Recursing while/till some arbitrary type is encountered can also be useful in some cases, but the specific recursion criteria should be clearly spelled or even defined explicitly by the user.
Do you want to recurse into all abstractarrays? If yes, this would go into `SVector`s and `FieldArray`s, that are often treated as atomic objects. If not, then even `view`s of simple arrays won’t be recursed into.
Do you also want to traverse other collections like dicts, sets, and iterators? And so on.

can be directly solved with `Accessors.jl`: `@modify(x -> x^2 + 100, myarray |> Elements() |> Elements())`. `Accessors` also have the `Recursive` selector with arbitrary conditions.

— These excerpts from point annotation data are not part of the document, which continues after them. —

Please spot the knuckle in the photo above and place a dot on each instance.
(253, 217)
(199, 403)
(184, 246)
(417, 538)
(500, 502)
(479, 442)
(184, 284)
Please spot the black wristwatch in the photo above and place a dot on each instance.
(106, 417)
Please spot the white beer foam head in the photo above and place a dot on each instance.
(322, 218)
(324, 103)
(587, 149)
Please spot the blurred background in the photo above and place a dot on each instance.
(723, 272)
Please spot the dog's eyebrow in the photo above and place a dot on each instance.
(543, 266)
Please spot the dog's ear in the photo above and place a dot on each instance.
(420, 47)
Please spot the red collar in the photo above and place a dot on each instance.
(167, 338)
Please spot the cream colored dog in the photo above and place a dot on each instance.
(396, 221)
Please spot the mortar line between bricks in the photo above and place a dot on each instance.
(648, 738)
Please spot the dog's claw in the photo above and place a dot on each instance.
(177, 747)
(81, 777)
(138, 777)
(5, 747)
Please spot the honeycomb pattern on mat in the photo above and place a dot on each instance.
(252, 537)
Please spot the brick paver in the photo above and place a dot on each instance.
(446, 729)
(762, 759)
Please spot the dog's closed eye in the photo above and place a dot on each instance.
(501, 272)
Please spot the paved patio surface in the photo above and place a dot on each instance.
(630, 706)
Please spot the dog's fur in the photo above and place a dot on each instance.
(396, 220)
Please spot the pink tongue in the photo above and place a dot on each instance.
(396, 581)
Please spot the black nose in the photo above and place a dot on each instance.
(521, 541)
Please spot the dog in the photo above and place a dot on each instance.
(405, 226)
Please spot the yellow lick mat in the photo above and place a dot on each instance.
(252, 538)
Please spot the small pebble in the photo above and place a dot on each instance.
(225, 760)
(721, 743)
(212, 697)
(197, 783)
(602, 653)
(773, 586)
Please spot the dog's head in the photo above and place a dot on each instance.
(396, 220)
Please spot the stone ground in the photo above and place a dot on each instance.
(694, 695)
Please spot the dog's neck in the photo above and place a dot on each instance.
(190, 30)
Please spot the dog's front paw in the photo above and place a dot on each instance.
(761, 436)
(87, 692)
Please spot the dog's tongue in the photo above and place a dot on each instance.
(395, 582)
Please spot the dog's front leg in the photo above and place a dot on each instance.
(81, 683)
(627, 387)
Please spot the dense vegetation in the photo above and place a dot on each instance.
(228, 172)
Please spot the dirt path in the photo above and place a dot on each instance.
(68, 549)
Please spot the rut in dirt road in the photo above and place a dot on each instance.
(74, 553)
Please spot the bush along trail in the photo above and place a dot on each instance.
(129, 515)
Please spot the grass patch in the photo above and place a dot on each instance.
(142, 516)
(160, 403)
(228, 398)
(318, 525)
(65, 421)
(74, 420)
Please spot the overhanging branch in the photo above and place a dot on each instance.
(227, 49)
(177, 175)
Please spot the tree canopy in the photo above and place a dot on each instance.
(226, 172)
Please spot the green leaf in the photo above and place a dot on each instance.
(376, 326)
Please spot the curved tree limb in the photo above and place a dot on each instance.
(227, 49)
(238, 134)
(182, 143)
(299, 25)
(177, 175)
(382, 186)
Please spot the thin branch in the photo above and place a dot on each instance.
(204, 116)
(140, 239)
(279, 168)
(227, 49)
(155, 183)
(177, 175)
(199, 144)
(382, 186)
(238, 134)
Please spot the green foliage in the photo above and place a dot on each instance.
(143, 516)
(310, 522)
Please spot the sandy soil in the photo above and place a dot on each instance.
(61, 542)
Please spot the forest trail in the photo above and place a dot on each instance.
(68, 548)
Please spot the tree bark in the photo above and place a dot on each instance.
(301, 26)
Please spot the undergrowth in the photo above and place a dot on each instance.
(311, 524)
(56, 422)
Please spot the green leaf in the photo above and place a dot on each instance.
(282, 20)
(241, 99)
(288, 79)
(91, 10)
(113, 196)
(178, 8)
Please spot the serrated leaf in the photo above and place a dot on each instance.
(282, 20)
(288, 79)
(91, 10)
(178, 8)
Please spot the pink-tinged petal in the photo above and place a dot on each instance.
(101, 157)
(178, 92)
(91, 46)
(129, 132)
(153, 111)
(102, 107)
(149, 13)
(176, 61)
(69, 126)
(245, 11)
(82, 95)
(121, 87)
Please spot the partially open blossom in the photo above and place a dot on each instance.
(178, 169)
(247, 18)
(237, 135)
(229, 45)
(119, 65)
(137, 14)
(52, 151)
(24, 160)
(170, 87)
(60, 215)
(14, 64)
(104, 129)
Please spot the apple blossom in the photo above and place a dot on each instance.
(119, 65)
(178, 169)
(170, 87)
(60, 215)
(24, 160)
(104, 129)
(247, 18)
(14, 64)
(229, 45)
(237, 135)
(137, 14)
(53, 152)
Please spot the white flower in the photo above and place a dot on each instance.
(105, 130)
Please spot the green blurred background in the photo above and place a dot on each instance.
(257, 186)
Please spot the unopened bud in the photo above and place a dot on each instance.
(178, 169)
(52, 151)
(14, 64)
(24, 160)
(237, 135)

I’m extremely interested in generic programming, that’s the whole point. `map` does what it does on `Arrays` or `AbstractArrays` and there’s absolutely no question of changing this. This would be ludicrous. The question is if you have eg a `Vector{Vector{X}}` and you would like to treat it as a different data structure, with its own semantics, where we can `map` over it, what can you do? `Accessors` seems pretty interesting, but it still does not go all the way from taking the list-of-lists and making it work with `map`. There’s AbstractTrees.jl as well but I’m not sure it offers a solution. The point of the solution I suggested is not whether we are capable of getting the task done, which is trivial, the point is to make it generic and working with `map`. We seem to achieve that. I’d love to hear ideas of other ways we might potentially take a `Vector{Vector{X}}` and run some code with `map` over it, not merely achieve the same effect with eg a double for loop or whatever, but using `map` specifically, which I assume could then be adapted to work with broadcasting as well.